Apple’s Siri team, led by Craig Federighi, held a post-WWDC keynote tech talk with members of the press this afternoon to talk through iOS 27 and the new Siri AI.

During the talk, Federighi shared more details about Apple’s collaboration with Google.

Federighi was joined by Amar Subramanya (vice president of AI), Mike Rockwell (Siri lead), and Sebastien Marineau-Mes (software VP).

On the Google collaboration, Federighi explained:

Of course, we don’t have the Gemini app as our app. In fact, none of that client code is part of how we run on iOS. For these models, we use none of the models that Google deploys to their customers, nor do we use the infrastructure and means by which they deploy models to their customers. And then, when it comes to the knowledge base, we of course don’t use Google Search or anything like that as the foundation of our system. So I hope that’s clear. The amount of the Google Assistant we use is none.

So let’s talk about what we do use, or how our system is built.

It starts, of course, with our Assistant experience.

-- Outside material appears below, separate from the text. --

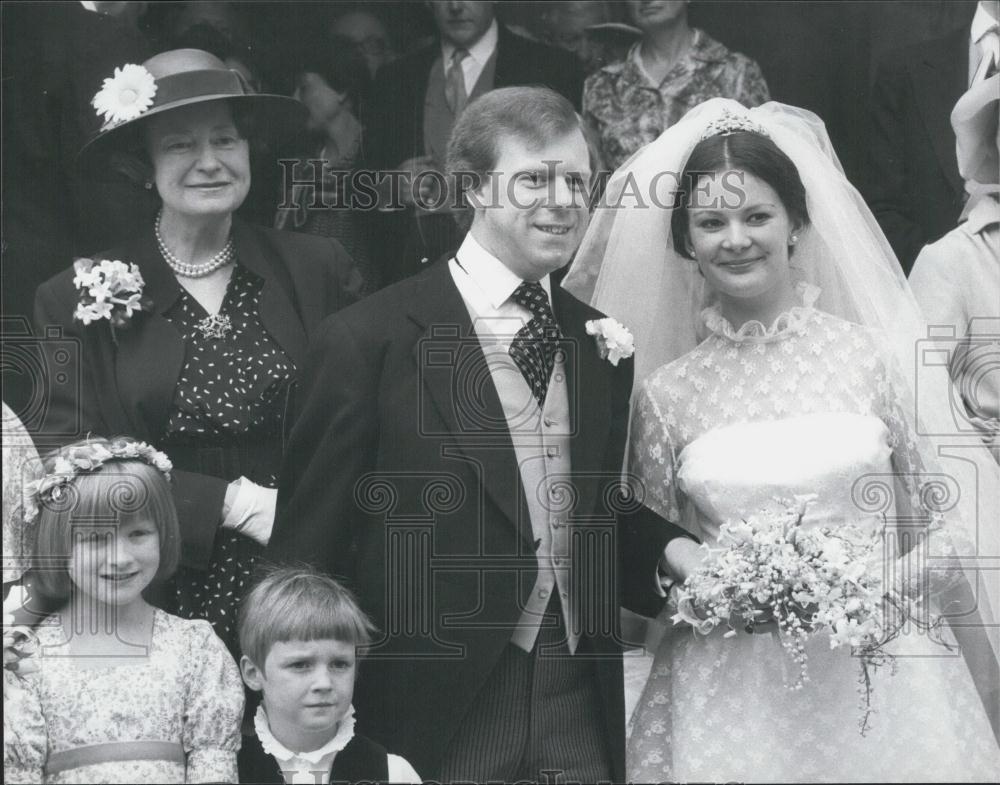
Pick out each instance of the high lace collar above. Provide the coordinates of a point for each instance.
(791, 321)
(275, 748)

And as you saw earlier today, this Assistant experience is deeply integrated into the system, into iOS, into iPadOS, into macOS. You saw on the iPhone how the assistant emerges, I think really beautifully, in Liquid Glass out of the Dynamic Island, how you can summon it from the side button or by speaking to Siri by name. But more than that, it’s integrated across all sorts of places in the system. So whether you’re writing with Writing Tools, clicking with the context menu, all of this is deeply integrated into the system experience.

Now, plugged into that is the Siri app. The Siri app is a great way to get back to a conversation that you previously started, to either look at what you’ve previously been doing, maybe extend that conversation, or start a new one. But this app isn’t just reaching out to some model in the cloud. It’s built on top of powerful system software in Apple Intelligence.

This includes the System Orchestrator, which is key to the privacy architecture of our entire system. It’s what coordinates requests against things like the App Toolbox that provides access to actions within your apps, the Spotlight Semantic Index to access personal content to help fulfill your request, and even things like on-screen context to understand what you might be looking at at the moment you’re making a request.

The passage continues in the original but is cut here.